A team of scientists from the University of Washington and Carnegie Mellon University have developed a method by which three people can play a Tetris-like multiplayer decision-making game together using only their minds.
Researchers, Linxing Jiang, Andrea Stocco, Darby Losey, Justin Abernethy, Chantel Prat, and Rajesh Rao, created the interface, dubbed BrainNet. It’s “the first multi-person non-invasive direct brain-to-brain interface for collaborative problem solving,” according to their reseasrch paper. It allows three people in separate rooms to, essentially, network their brains and work together.
In order to demonstrate the effectiveness of the interface, the team came up with a new twist on the old Tetris game. Players in Tetris are tasked with manipulating falling blocks in order to form lines at the bottom of their screens. In the scientist’s version, three players are split into two senders and one receiver.
The receiver is the only player that can actually manipulate the falling blocks, but they can’t see the bottom of the screen to tell whether the pieces need to be rotated. The senders can see the bottom of the screen, but they can’t manipulate the blocks. Thus, the senders are tasked with observing each piece and then answering the question “should this block be rotated?”

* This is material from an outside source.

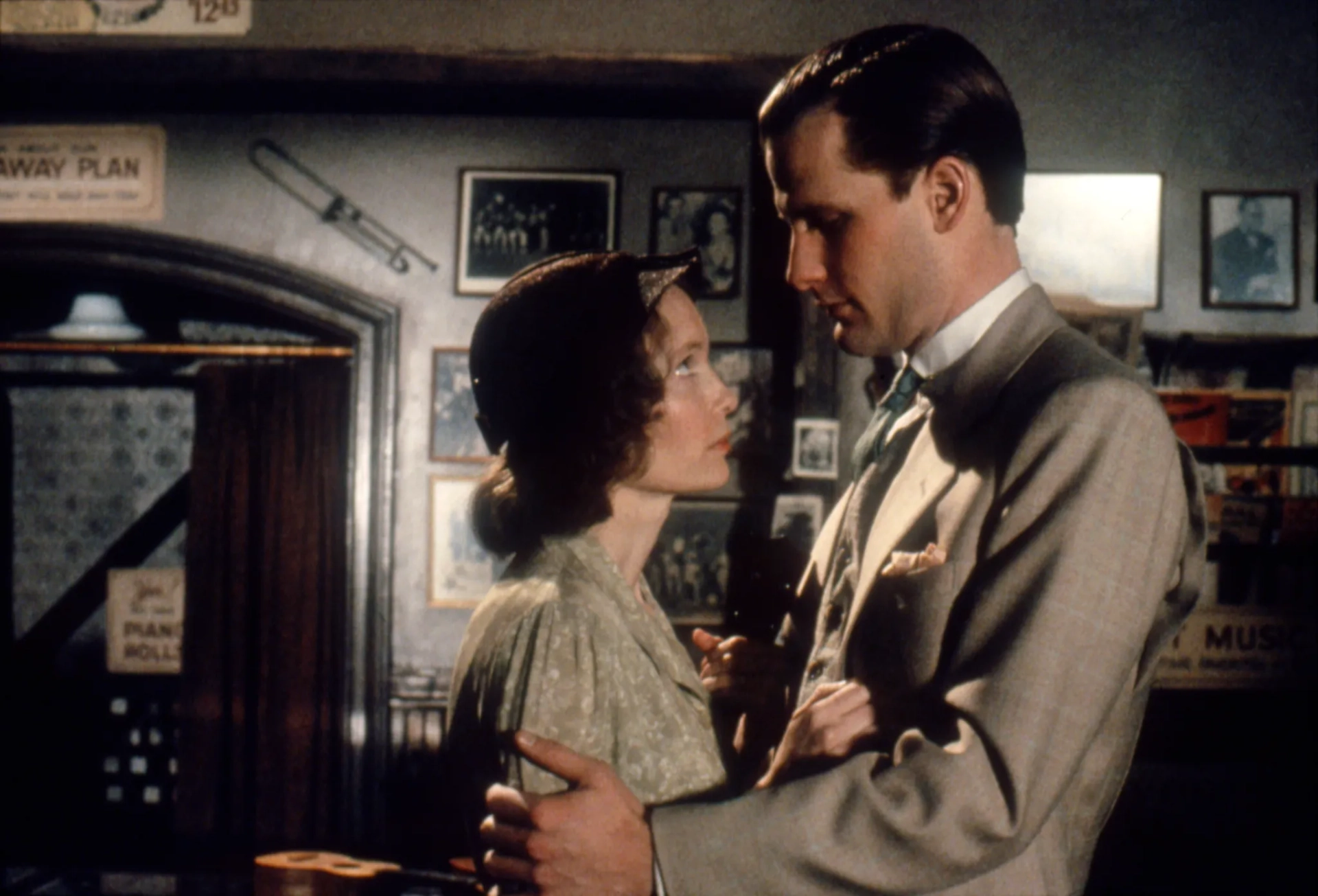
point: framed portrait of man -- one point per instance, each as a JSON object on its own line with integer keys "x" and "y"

Since humans don’t have the inherit ability to transmit their thoughts to one another, the researchers got creative. They presented the senders with the options for “yes” and “no” on the screen and asked them to concentrate on the correct answer. The options on the screen pulsed with light at different frequencies. This allowed an EEG headset device to determine which answer the sender was concentrating on by measuring their brain response.
The system then transmitted that information over the internet to a device that flashed a light in the receiver’s eye indicating which answer had been chosen. Finally, the receiver chooses a final answer by concentrating on “yes” or “no” in the same way the senders did.
The researchers then fudged the experiment a bit by flipping one of the sender’s answers to see if the receiver would catch on and become savvy to the fact that one of the senders was getting things wrong.
According to the paper:
Specifically, for each session, one Sender was randomly chosen as the “Bad” Sender and, in 10 out of sixteen trials, this Sender’s decision when sent to the Receiver was forced to be incorrect, both in the first and second round of each trial … We found that like conventional social networks, BrainNet allows Receivers to learn to trust the Sender who is more reliable, in this case, based solely on the information transmitted directly to their brains.
There’s a veritable cornucopia of implications for this technology. The researchers posit that BrainNet could scale to enable a global brain-to-brain network. This could lead to nearly frictionless collaboration between humans – like a social network for brains.
The team also hypothesizes humans using these kinds of interfaces could learn to filter out mental “noise” from bad actors — possibly by developing an instinctual method for detecting that something’s off when people intentionally concentrate on an incorrect answer.